True meaning of Memorial Day

As the 150th Memorial Day approaches, I would like to remind this community what it is truly about.

Again, I have heard confusion between Veterans Day and Memorial Day. Memorial Day, which is held on the final Monday of May each year, is a day of remembering the men and women who have perished while serving this country in the military. Veterans Day is the day we celebrate the military service of all veterans, which is held on Nov. 11 each year. Memorial Day was first named “Decoration Day” then changed to “Memorial Day” in 1882.

On this day we decorate the graves of our war dead with flowers and flags to show our respect and honor to our fellow Americans who have sacrificed so much for our Nation.

On Memorial Day, we also raise the United States flag quickly or bristly to the top of the staff and then slowly or solemnly lower the flag to the half-staff position. Our great flag remains at half-staff until noon at which time our flag is then raised back to full-staff for the remainder of the day. This is also to show our respect to our fellow Americans that have again sacrificed so much for us.

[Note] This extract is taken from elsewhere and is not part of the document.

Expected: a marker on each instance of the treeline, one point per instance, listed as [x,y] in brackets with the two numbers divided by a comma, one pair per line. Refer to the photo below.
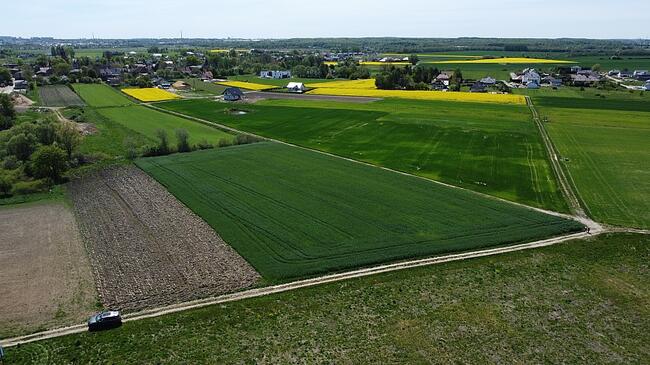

On Memorial Day, we also wear the “poppy.” This small red flower was brought to our attention by a poem, “In Flanders Fields” written by Lieutenant Colonel John McCrae, a physician with the Canadian Expeditionary Force in 1915. The poem’s opening lines refer to the fields of poppies that grew among the soldiers’ graves in Flanders. So, we wear this “Poppy” to show that we remember their sacrifice as well.

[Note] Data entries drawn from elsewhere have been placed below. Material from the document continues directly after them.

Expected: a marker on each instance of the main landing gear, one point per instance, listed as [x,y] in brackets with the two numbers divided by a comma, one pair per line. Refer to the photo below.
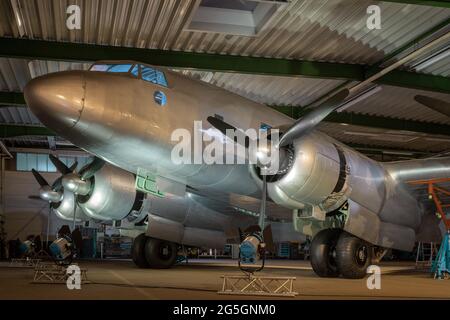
[335,252]
[153,253]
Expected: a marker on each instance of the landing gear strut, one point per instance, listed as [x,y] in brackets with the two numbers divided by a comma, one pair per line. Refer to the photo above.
[153,253]
[335,252]
[323,253]
[353,256]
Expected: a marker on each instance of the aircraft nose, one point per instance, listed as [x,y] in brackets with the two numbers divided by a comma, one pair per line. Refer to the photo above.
[57,99]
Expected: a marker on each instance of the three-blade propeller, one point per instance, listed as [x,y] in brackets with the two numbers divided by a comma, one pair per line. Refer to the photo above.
[300,128]
[69,179]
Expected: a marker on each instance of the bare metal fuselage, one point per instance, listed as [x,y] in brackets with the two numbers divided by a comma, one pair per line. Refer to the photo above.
[116,118]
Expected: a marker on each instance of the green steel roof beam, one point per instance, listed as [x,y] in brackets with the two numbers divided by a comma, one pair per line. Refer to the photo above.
[50,50]
[9,131]
[11,98]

It is the duty of each and every veteran to relay this message that sacrifice is meaningless without remembrance to our fellow citizens. It is the duty of each citizen to be aware of the deaths of their fellow countrymen during wartime. So, again we must remember and show homage and our appreciation. As Calvin Coolidge stated “The nation which forgets its defenders will be itself forgotten.”

As this important day comes closer I like to remind individuals of a quote by President George Washington: “The willingness with which our young people are likely to serve in any war, no matter how justified, shall be directly proportional as to how they perceive the veterans of earlier wars were treated and appreciated by their country.”